The experiment involved giving adult male rats one flavor associated with low-calorie food (saccharin) and another for healthy options like sugar or glucose syrup, respectively, over two weeks.

During this time, it became apparent how much preference these creatures had developed even before starting the training.


Weight Gain and Obesity

Dieters often use artificial sweeteners to cut calories. But studies have shown that these artificial sugars can actually cause you to gain weight, not maintain or lose it!

There is a lot of evidence that suggests artificial sweeteners can promote weight gain and obesity.

The San Antonio Heart Study studied more than 5,000 adults for seven to eight years. They found that people who drink both sugar-sweetened and diet sodas were at risk of gaining weight.

However,  people drinking only diet beverages were at more risk of being obese.

The problem is that artificially sweetened food could trigger weight gain if you don't limit your intake.


Affect Gut Health

Artificial sweeteners have been shown to affect the normal gut microbiota. Studies show that artificial sugars, such as saccharin and Splenda, can alter your microbes in a significant way.

Depending on which type, they do this by altering their numbers or activity levels.

These findings also suggest that altering gut microbiota is linked with different health problems like diabetes and obesity.

But more research needs do before drawing conclusions.


Headaches and Migraines

As to whether artificial sweeteners trigger migraines is still up for debate.

A 2017 research review published in Nutrition Journal found no significant link between noncaloric sweeteners and headaches. But it also cannot say for certain if there is a link.

However, some people have a few case reports linking aspartame with migraines. Aspartame is a possible trigger for migraines.

It's been shown to affect sufferers and should be avoided at all costs if you suffer from these debilitating headaches. MayoClinic also lists aspartame as a possible cause of headaches and migraines.

In 2006, a patient was reported to experience migraines that were constantly triggered by sucralose in the Journal of Head and Face Pain. After much research into this unusual case.

The medical community has become more aware of how artificial sweeteners can trigger headaches in recent years.
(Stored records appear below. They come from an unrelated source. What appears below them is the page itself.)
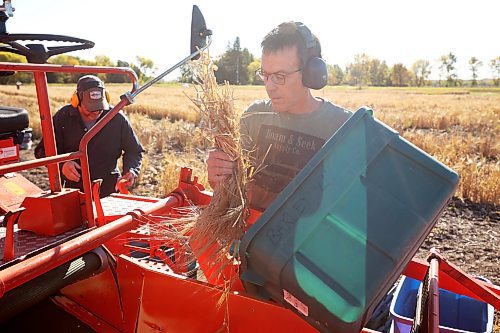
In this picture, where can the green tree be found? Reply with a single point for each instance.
(23, 77)
(422, 69)
(495, 70)
(233, 64)
(474, 64)
(252, 68)
(146, 68)
(118, 78)
(335, 75)
(447, 67)
(187, 75)
(379, 73)
(64, 59)
(400, 76)
(359, 71)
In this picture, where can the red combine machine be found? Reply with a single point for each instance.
(316, 260)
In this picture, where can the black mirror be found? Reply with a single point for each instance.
(199, 32)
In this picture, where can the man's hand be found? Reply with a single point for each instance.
(219, 167)
(128, 179)
(71, 171)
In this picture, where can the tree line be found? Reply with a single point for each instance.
(238, 67)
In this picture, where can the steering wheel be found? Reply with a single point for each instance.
(39, 53)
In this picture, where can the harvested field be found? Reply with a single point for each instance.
(460, 127)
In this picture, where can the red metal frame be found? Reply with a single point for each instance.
(40, 73)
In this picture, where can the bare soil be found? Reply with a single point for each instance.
(467, 233)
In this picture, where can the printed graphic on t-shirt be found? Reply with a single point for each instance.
(288, 152)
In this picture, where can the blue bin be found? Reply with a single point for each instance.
(457, 313)
(339, 235)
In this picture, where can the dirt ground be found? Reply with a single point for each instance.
(467, 234)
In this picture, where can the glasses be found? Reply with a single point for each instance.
(276, 78)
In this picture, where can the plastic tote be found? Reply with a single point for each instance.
(457, 313)
(340, 234)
But it is important to consult a doctor if you experience these symptoms, as they can occur due to other things like low blood sugar or dehydration.


Does Aspartame Cause Cancer?

There is a lot of concern about whether artificial sweeteners cause cancer. Most of this worry surrounds aspartame, one of the most commonly used sugar substitutes in the world.
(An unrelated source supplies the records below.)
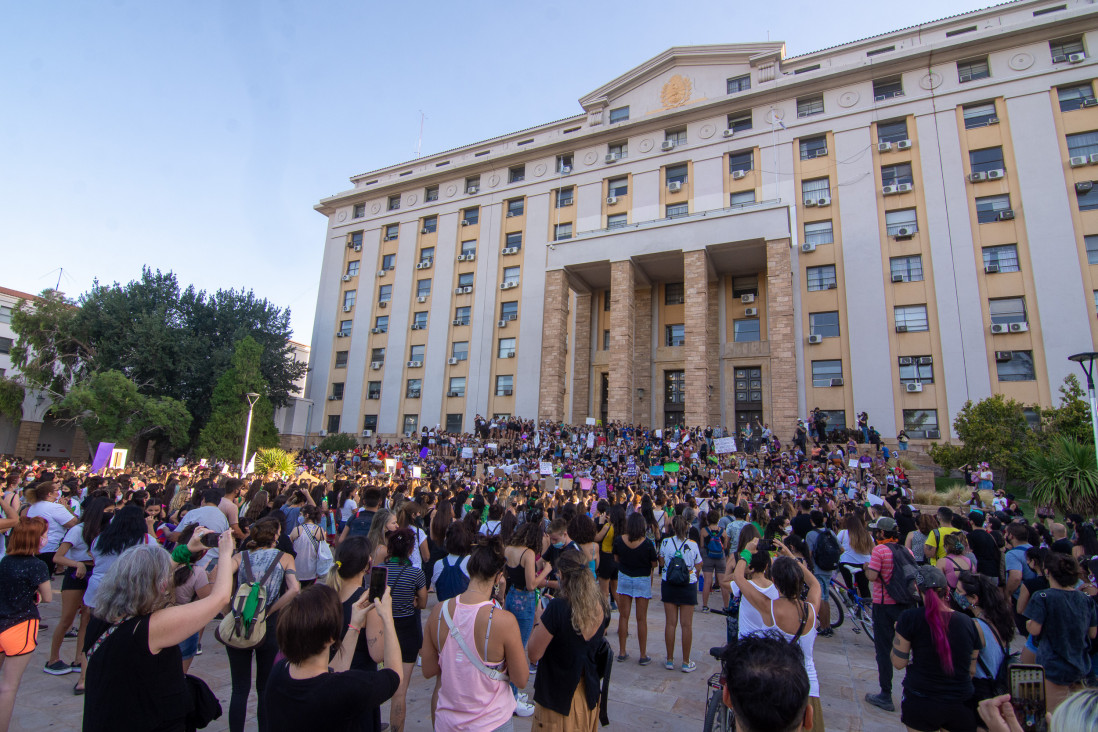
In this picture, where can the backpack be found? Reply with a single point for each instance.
(827, 552)
(678, 572)
(245, 624)
(714, 547)
(900, 585)
(451, 581)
But to date, there is no substantial scientific evidence that shows any link between artificial sweeteners and cancer. Italian researchers found that aspartame could trigger blood-related cancers, such as leukemia.

However, FDA and the European Food Safety Authority (EFSA) refuted these claims.
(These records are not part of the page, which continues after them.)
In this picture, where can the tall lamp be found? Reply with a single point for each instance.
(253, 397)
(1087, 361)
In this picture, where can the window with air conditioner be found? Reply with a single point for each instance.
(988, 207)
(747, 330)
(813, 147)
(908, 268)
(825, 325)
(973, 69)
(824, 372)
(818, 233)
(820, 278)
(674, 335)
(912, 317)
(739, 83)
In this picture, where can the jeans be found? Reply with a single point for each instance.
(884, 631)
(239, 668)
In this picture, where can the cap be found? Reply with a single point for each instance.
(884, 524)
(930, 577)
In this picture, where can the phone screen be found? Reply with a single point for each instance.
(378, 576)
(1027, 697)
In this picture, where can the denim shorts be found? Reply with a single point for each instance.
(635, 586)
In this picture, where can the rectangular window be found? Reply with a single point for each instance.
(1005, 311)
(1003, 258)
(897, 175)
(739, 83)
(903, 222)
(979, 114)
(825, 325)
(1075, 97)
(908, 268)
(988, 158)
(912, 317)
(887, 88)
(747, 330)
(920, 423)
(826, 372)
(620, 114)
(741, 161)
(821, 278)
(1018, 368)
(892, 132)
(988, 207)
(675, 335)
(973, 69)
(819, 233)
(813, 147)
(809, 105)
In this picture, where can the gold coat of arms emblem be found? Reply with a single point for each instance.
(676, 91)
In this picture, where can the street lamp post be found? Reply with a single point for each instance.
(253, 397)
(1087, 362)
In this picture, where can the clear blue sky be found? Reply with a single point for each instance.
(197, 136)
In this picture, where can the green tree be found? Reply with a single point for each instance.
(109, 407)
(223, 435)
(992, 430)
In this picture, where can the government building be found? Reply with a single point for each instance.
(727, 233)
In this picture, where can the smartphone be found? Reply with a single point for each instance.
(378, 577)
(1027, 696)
EFSA completed the research in 2013 and found no link between artificial sweeteners and lymphoma, leukemia, and other blood cancers. The government agency concluded that "Aspartame and its breakdown products are safe for human consumption at current levels of exposure."


Artificial Sweeteners Are Not for Everyone

Artificial sweeteners are not for everyone. Some people find that they make them feel sick or give them headaches or migraines.

If you experience any adverse effects after consuming artificial sweeteners, stop using them and consult your doctor.

People who find artificial sweeteners helpful can be an excellent way to cut calories if consumed in moderation.

They will not help everyone, and they aren't meant for long-term weight loss purposes.

Artificial sweeteners should only be used as a tool for short-term weight management or where you need an option other than sugar during meal times.